A senhora comparou o aborto após 22 semanas a um parto. Não é muito tempo para manter uma gravidez indesejada?

Ela não precisa esperar nove meses. O aborto, quando ele é permitido, já é permitido nas primeiras semanas. Então, por que esperar 22 semanas? Se a pessoa pode fazer o aborto com 12, com 8 ou 14 semanas. É que a partir da 22ª semana, baseado em conhecimentos científicos, não é mais aborto propriamente dito.

Se a Justiça demorar e a vítima não conseguir fazer antes das 22 semanas, como fica?

A gente sabe que, na prática, na vida real, a mulher quando alega que foi estuprada, ela faz o aborto em qualquer lugar, hospital público, clínica. O problema é que antigamente se exigia que fosse feito um Boletim de Ocorrência para que o estuprador fosse investigado, mas, a ministra (das Mulheres) revogou essa portaria. Então, hoje uma mulher alega que foi estuprada, não importa se ela foi ou não, ela faz o aborto e nenhum estuprador vai ser investigado. Ainda por cima, as pessoas que dizem querer defender as mulheres estão defendendo o estuprador.

No caso de pai que estupra a filha ou a esposa, e há o medo da denúncia, o que fazer?
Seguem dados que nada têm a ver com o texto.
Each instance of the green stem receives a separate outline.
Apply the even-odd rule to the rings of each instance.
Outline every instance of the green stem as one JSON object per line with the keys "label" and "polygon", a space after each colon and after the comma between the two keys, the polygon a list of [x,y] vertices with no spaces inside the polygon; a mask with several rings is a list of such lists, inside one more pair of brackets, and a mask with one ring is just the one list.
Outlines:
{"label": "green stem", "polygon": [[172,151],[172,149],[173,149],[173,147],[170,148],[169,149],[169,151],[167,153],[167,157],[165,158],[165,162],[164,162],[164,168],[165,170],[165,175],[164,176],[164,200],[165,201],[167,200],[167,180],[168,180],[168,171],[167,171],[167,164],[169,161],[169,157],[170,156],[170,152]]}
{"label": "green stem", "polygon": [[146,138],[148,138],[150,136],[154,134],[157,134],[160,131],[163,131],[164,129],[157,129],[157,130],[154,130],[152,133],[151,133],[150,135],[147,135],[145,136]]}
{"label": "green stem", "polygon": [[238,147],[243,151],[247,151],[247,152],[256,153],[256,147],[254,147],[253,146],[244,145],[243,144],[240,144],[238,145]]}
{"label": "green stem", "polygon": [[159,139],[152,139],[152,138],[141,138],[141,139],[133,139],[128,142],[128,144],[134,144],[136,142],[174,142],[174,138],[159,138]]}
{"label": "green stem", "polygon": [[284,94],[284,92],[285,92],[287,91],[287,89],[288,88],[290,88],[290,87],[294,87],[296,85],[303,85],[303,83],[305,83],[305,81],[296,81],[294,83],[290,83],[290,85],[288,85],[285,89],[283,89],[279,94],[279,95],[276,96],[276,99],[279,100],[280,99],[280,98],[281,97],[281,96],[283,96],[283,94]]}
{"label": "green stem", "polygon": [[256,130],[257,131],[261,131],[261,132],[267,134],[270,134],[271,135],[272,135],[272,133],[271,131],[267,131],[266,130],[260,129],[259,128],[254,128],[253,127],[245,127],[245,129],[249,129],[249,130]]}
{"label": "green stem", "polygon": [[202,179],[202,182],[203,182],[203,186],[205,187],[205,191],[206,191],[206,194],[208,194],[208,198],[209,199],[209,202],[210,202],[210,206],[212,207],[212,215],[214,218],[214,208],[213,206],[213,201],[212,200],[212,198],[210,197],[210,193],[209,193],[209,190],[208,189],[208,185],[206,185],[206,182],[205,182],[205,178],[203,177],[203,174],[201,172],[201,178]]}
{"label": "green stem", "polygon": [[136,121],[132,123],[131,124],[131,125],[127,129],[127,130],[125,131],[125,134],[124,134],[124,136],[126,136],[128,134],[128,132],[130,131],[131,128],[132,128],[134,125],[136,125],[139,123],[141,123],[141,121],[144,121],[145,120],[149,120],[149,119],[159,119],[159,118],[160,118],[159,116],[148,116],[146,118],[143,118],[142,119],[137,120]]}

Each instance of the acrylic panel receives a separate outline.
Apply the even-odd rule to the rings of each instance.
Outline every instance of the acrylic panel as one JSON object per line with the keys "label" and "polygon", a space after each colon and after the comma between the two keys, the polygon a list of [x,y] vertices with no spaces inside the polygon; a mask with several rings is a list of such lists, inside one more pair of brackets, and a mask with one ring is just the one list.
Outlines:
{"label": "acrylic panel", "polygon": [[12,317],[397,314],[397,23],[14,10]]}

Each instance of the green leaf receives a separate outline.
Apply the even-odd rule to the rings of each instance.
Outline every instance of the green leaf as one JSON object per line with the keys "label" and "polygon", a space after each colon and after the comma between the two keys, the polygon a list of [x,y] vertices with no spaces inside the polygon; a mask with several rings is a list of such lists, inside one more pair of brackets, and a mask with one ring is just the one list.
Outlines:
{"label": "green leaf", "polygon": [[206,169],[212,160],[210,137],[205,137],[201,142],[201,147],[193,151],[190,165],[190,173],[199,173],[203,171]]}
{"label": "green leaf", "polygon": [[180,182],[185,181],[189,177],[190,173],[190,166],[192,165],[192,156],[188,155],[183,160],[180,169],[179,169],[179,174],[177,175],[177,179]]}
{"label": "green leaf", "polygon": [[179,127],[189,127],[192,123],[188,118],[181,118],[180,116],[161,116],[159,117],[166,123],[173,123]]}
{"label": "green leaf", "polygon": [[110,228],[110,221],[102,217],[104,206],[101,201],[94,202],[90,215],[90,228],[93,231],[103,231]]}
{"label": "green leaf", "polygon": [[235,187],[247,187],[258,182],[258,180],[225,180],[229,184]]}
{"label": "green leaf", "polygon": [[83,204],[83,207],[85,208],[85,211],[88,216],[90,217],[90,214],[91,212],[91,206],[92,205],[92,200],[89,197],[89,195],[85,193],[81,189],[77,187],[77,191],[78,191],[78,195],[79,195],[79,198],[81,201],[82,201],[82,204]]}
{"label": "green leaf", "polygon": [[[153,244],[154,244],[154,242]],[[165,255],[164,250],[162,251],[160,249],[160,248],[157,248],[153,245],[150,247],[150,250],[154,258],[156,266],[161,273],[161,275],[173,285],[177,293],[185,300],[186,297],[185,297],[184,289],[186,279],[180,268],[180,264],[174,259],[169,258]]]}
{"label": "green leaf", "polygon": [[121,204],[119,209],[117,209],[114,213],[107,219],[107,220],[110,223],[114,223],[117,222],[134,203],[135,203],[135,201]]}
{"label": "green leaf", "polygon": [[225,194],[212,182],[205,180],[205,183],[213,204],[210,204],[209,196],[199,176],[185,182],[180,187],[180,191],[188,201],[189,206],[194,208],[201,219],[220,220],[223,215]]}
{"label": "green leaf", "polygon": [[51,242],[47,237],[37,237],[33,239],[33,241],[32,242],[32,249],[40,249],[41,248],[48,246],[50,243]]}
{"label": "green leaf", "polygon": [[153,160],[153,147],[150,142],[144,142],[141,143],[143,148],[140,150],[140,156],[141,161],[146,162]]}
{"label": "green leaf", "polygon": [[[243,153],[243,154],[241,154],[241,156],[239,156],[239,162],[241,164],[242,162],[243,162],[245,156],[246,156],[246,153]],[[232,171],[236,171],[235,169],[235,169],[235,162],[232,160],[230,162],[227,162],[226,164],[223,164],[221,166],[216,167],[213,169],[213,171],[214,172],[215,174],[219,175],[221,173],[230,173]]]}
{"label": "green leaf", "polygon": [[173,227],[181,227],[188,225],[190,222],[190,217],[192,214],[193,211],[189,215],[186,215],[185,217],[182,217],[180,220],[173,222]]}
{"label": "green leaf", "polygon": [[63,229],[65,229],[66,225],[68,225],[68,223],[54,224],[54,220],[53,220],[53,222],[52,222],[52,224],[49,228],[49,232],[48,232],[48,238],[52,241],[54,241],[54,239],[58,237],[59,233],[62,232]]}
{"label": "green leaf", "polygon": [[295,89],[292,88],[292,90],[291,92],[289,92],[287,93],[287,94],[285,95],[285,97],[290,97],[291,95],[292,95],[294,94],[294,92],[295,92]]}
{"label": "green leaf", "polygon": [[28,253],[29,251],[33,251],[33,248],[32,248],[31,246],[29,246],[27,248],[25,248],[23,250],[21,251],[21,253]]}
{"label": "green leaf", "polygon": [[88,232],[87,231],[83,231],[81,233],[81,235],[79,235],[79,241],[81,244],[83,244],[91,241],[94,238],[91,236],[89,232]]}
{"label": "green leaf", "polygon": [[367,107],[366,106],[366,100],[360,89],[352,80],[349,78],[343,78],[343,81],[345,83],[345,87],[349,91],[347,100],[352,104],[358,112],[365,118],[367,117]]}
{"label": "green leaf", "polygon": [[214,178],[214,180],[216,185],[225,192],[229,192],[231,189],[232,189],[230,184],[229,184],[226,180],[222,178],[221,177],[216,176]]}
O projeto não trata disso, é uma outra questão, as pessoas que têm medo de denunciar. A gente incentiva que tem que denunciar. Foram criados canais para denúncia, centro de atendimento a mulheres violentadas. Eu sou uma pessoa que colocou emendas nas Casas das Mulheres. Então, a gente quer proteger a vida das mulheres de verdade. No nosso projeto não interessa quem é o estuprador. Nós queremos que o estuprador seja investigado. Se você acaba com a necessidade de investigar, você está deixando a mulher nas mãos de um abandono.